Prescription pain killers.

Half this country is addicted to opiate pain killers, and will be going through serious withdrawal if SHTF.

I also have deep in my safe a few potent variants of opium poppy seeds, which BTW are completely legal to buy from gardening supply stores, it is just illegal to grow and milk the poppies. So, if things get bad, I will have a serious flower garden :)
 
If we are talking about stocking up on quantities of things that we can store, we should all add some good reference books to our libraries. For personal use and education, and for trade/sale to those in your community who you also want to prosper for mutual benefit and defense. Everything from army manuals, to farming basics, to first aid, to food identification and preservation. Knowledge will be a huge asset.

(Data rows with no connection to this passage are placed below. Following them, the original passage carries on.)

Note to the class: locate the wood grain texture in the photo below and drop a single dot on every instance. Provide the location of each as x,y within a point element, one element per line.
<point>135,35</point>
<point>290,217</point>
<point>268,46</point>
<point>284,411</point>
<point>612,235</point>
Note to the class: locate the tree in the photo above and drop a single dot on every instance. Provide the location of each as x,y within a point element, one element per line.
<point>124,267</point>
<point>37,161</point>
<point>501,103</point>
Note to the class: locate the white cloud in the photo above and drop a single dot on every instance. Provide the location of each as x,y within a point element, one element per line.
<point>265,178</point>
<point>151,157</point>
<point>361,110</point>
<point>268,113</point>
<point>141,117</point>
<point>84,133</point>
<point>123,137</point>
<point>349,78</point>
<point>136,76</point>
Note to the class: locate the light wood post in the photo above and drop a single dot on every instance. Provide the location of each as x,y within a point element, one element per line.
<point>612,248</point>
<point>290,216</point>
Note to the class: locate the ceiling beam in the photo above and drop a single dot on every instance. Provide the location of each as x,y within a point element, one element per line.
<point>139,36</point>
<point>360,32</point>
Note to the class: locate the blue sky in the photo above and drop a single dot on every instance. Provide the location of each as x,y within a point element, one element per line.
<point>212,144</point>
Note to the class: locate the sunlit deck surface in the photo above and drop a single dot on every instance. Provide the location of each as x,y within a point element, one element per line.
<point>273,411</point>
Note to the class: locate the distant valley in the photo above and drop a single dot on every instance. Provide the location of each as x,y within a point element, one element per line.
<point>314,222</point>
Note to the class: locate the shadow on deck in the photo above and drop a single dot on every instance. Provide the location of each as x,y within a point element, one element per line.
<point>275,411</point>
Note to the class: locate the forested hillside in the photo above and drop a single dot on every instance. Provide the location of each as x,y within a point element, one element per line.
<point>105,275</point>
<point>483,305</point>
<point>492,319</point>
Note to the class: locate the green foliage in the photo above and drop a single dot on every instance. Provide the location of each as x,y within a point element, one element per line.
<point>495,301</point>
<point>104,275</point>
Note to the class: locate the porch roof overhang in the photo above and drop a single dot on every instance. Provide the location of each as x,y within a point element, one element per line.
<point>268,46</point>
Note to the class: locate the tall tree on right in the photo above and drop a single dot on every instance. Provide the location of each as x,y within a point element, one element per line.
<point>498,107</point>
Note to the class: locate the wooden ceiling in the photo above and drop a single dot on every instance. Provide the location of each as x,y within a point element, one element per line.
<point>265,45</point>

For yourself, and for your community. If you can teach people, you will become an asset to the community. Making yourself usefull is a good way to make sure everyone wants to keep you around.

Seriously. This is dead on.

I have a recommendation for anyone else who gets this one -- the old Encyclopedia Britannica 9th or 11th editions. Those volumes will literally tell you how to rebuild civilization from scratch and get you to an early 1900s level of technology. I have both the 9th and the 11th in hardback and they will be the last books I ever get rid of.